Towards the end of his life, he tended towards greater abstraction and figurative motifs, but he is still best remembered for his work in two of the most classic of pictorial genres, still life and — in particular — landscape painting. At the beginning of his career, he mainly painted rural landscapes, showing clear influences from Paul Cézanne and his schematic realism. However, he was soon seduced by the rich contrasts of the urban surroundings of Barcelona.

Bosch's work is characterized by the fast brushstrokes, the constant interplay of vertical and horizontal lines and the artist's ability to catch the mystery and emotion of the light in his own inimitable way.

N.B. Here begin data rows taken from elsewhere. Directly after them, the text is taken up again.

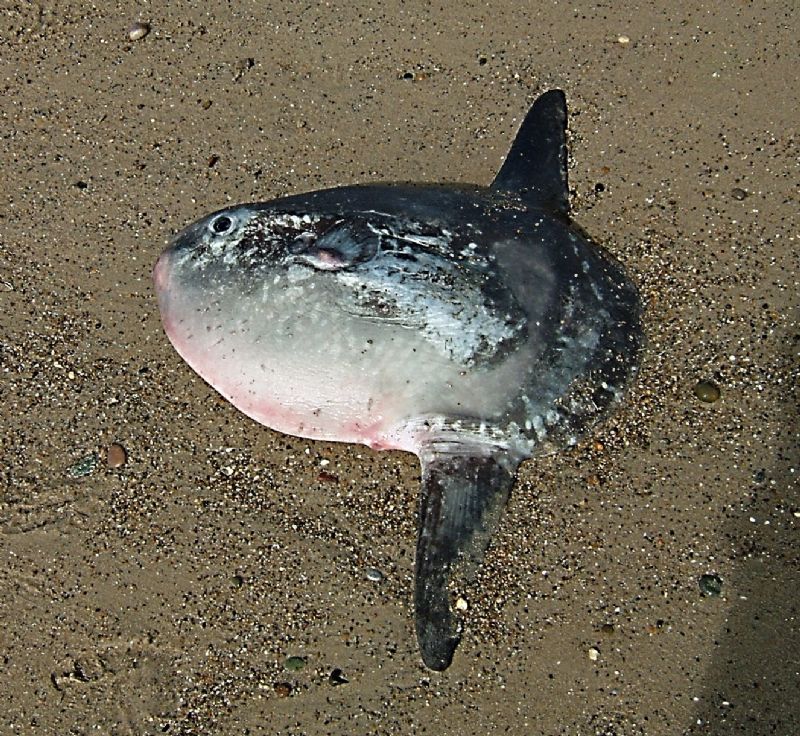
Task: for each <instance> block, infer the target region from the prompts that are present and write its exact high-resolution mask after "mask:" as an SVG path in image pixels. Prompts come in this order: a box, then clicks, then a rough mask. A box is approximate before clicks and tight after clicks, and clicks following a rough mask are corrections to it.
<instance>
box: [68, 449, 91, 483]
mask: <svg viewBox="0 0 800 736" xmlns="http://www.w3.org/2000/svg"><path fill="white" fill-rule="evenodd" d="M97 462H98V457H97V455H96V454H94V453H92V454H91V455H86V456H85V457H82V458H81V459H80V460H78V462H76V463H75V464H74V465H70V467H69V468H67V475H69V477H70V478H85V477H86V476H87V475H91V474H92V473H93V472H94V470H95V468H96V467H97Z"/></svg>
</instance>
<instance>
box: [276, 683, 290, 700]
mask: <svg viewBox="0 0 800 736" xmlns="http://www.w3.org/2000/svg"><path fill="white" fill-rule="evenodd" d="M274 690H275V695H277V696H278V697H279V698H288V697H289V696H290V695H291V694H292V686H291V685H290V684H289V683H288V682H276V683H275V685H274Z"/></svg>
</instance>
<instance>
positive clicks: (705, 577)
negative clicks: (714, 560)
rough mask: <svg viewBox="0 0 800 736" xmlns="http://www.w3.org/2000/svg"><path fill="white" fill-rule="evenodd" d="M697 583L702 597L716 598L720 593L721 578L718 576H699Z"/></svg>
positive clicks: (717, 575) (720, 592)
mask: <svg viewBox="0 0 800 736" xmlns="http://www.w3.org/2000/svg"><path fill="white" fill-rule="evenodd" d="M697 582H698V585H699V586H700V592H701V593H702V594H703V595H707V596H711V597H716V596H718V595H719V594H720V593H722V578H721V577H720V576H719V575H701V576H700V580H698V581H697Z"/></svg>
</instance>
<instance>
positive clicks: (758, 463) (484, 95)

This view of Plaza Urquinaona in Barcelona, instantaneous and resolute, clearly shows why by the early 1950s Bosch was considered to be one of the great interpreters of the Barcelona cityscape, and one of the finest of contemporary Catalan landscape painters.

Frederic Montornés

 
By:
Roberto Díaz
Emilio Bosch i Roger
Barcelona 1894 - Barcelona 1980

A self-taught Catalan painter, Bosch Roger began his career as a set designer presenting works at the Sixth International Art Exhibition held in Barcelona in 1911. He was representative of the Catalan landscape painting genre promoted by the 'Generation of 1917', comprising several collectives such as the Catalan Artists Group, of which Bosch Roger was a founding member in 1919 and the Evolutionists, created in 1917, of which he was also a member. These artists exhibited at the Galeries Dalmau, where Bosch Roger held his first solo exhibition in 1926. He developed on the theme of the urban landscape (particularly that of Barcelona), but also painted rural landscapes and still lifes. His work is characterized by its loose, frenzied brushstrokes with a fauve-like expressionist use of colour, although in the mid-twentieth century his forms became more schematic.

In 1931 he won the Cambó Prize in a competition held by the Círculo Artístico, entitled 'Barcelona as Seen by its Artists'. He was also renowned for his drawings and in 1968 won the City of Barcelona Drawing Prize. He took part in the National Fine Arts Exhibitions of 1942, 1944, 1957 (Gold Medal) and 1960 (Third Class Medal). His work was frequently exhibited in galleries in Barcelona, including the Sala Parés, Galerías Layetanas and La Pinacoteca. In 1959 he held his first retrospective at the Exhibition Hall of the General Directorate of Fine Arts in Madrid.

Roberto Díaz

 
 
Vv.Aa. Colección Banco de España. Catálogo razonado, Madrid, Banco de España, 2019, vol. 1.